Ataques como estos son parte de un ciclo de violencia de larga duración en el centro-norte de Nigeria, donde las disputas por la tierra y el pastoreo entre pastores fulani, en su mayoría musulmanes, y comunidades agrícolas mayoritariamente cristianas, con frecuencia desembocan en enfrentamientos mortales. Las bandas criminales también están activas.
Tarhana Samson, residente de la comunidad, describió los ataques como “devastadores”. «Se acerca la temporada de lluvias y es entonces cuando la gente se prepara para ir a sus granjas. ¿Cómo lo hacen ahora?» dijo Sansón.
En otro ataque a primera hora de la mañana del sábado contra una sede de la policía en el estado de Borno, en el noreste del país, cuatro agentes de policía murieron después de un prolongado tiroteo con un grupo afiliado al Estado Islámico, según el oficial de relaciones públicas de la policía de Borno, Kenneth Daso.

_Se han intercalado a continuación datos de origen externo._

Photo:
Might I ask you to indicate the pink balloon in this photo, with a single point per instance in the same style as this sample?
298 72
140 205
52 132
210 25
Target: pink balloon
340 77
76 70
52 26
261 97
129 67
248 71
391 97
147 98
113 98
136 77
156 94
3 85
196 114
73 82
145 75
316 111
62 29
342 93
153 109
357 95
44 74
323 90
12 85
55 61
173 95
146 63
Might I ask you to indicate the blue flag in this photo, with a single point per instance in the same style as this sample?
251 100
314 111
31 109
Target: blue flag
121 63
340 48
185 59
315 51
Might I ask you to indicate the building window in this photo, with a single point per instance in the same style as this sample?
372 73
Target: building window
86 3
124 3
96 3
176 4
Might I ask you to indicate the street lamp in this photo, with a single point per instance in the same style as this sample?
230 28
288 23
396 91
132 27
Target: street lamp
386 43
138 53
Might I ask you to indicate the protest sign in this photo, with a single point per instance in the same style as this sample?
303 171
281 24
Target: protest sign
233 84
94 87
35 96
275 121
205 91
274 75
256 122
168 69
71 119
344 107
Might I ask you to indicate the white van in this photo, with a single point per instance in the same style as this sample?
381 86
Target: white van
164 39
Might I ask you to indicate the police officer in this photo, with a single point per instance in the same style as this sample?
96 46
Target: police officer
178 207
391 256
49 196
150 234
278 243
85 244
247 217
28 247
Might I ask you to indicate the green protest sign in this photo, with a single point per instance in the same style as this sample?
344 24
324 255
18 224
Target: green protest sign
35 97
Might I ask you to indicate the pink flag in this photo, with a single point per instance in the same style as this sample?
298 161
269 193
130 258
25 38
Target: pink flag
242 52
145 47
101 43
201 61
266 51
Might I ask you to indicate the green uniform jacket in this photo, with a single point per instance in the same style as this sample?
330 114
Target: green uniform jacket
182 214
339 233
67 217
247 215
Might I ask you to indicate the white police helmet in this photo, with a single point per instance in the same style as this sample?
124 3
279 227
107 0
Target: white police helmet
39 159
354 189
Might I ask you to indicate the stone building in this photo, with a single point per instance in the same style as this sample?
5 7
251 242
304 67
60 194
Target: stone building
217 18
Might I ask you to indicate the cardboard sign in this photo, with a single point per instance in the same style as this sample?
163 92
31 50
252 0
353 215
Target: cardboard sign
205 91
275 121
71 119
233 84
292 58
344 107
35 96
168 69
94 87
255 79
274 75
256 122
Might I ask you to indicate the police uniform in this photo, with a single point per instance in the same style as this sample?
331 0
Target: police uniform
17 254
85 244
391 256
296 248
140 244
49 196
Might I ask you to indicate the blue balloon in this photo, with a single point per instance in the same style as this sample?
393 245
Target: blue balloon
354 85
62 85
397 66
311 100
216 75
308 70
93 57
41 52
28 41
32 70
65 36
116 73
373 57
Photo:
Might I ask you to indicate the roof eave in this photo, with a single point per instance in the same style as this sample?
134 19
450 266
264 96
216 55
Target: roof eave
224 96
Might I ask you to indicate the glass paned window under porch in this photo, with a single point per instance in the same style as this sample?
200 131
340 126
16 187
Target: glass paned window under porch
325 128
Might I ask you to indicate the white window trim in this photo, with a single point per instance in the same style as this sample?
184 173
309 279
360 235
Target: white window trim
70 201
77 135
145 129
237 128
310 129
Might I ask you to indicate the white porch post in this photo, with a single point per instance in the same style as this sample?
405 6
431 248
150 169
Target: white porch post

El domingo, durante un servicio de Pascua en la aldea de Ariko, en el estado de Kaduna, hombres armados mataron a cinco personas, según el ejército.
Se desconoce la identidad de los pistoleros. El ejército dijo que los agresores se vieron obligados a abandonar el secuestro de 31 rehenes después de que las tropas respondieran a una llamada de socorro.
«Lamentablemente, también se recuperaron en el lugar los restos de cinco víctimas ya asesinadas por los terroristas», dijo el ejército. «Se cree que los terroristas que huyeron sufrieron bajas importantes, como lo demuestran los rastros de sangre a lo largo de sus rutas de escape».
Kaduna ha seguido registrando ataques a iglesias y frecuentes secuestros. En enero, más de 150 fieles fueron secuestrados en Kurmin Wali, una aldea en el área de Kajuru en Kaduna, a unos 60 kilómetros del ataque del domingo.
Ataques similares a iglesias han provocado acusaciones de persecución de cristianos por parte del presidente estadounidense Donald Trump y algunos legisladores estadounidenses, que el gobierno nigeriano ha rechazado. El gobierno estadounidense lanzó ataques militares en Sokoto el 25 de diciembre, supuestamente dirigidos a un grupo Estado Islámico en la región.
El gobierno nigeriano ha rechazado la caracterización de la creciente crisis de seguridad del país como un “genocidio cristiano”.